Speaker: Annette Gordon-Reed, Charles Warren Professor of American Legal History, Harvard University
Sponsor: Graduate Division
Annette Gordon-Reed will present the Jefferson lecture on Wednesday, September 28, 2016, in conjunction with the observance of Constitution Day. The lecture, entitled "Thomas Jefferson and the Empire of the Imagination," will be held in the Chevron Auditorium of International House and is free and open to the public. No tickets are required.
About Annette Gordon-Reed
Gordon-Reed’s most renowned writings have focused on the relationship between the Founding Father Thomas Jefferson and Sally Hemings, a woman enslaved at Monticello, as well as on three generations of the Hemings family. Gordon-Reed holds several titles at Harvard University including: Charles Warren Professor of American Legal History, Carol K. Pforzheimer Professor for the Radcliffe Institute for Advance Study, and Professor of History, Faculty of Arts & Sciences.
A prolific writer, Professor Gordon-Reed’s book, Thomas Jefferson and Sally Hemings: An America Controversy, received much public attention in 1997. Her research for the book utilized historical analysis, manuscripts, and studies of Jefferson’s life to critique the way previous historians had handled the question of Jefferson and Hemings, coming to the conclusion that it was likely that the pair had children together.

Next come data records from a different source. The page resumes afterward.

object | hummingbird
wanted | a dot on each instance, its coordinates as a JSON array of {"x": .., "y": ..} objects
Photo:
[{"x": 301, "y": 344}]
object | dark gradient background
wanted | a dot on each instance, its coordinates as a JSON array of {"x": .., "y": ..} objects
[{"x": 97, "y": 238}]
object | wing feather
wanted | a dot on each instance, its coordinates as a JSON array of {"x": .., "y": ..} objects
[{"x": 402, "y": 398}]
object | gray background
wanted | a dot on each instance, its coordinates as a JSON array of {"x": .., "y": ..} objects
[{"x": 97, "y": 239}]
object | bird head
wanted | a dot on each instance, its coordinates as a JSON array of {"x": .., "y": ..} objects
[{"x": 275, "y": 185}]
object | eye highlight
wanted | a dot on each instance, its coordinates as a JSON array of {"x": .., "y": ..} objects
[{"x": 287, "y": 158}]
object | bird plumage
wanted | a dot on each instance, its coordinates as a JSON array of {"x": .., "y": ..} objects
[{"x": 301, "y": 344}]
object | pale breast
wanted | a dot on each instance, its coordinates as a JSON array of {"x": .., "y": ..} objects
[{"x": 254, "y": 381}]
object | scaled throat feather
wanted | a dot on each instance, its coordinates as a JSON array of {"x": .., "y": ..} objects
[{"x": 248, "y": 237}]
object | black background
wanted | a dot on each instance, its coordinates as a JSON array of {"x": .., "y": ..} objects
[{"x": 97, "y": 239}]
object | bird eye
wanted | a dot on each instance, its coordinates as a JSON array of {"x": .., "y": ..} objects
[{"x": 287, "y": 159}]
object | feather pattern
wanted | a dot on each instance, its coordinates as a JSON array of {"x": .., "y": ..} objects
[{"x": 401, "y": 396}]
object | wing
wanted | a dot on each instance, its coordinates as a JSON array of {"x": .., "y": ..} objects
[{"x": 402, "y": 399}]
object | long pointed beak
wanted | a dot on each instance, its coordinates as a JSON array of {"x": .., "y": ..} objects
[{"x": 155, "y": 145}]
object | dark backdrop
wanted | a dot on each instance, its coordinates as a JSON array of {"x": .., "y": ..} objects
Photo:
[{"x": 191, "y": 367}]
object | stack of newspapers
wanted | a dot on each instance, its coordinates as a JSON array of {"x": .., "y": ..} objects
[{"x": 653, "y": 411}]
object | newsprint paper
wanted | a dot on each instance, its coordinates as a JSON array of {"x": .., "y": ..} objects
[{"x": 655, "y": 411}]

Gordon-Reed’s writing and historical research changed scholarship surrounding this controversial topic and the validity of Gordon Reed’s claims were supported later in 1998 by DNA evidence. Most recently she released “Most Blessed of Patriarchs”: Thomas Jefferson and the Empire of Imagination (with Peter S. Onuf, 2016). Gordon-Reed is presently at work on a second volume about the Hemings family that will take them into the 19th and early 20th Centuries.
About the Lecture
Gordon-Reed’s Jefferson lecture will focus on Thomas Jefferson’s vision for the United States of America, and how race and slavery complicated his views of what kind of society was possible on the American continent.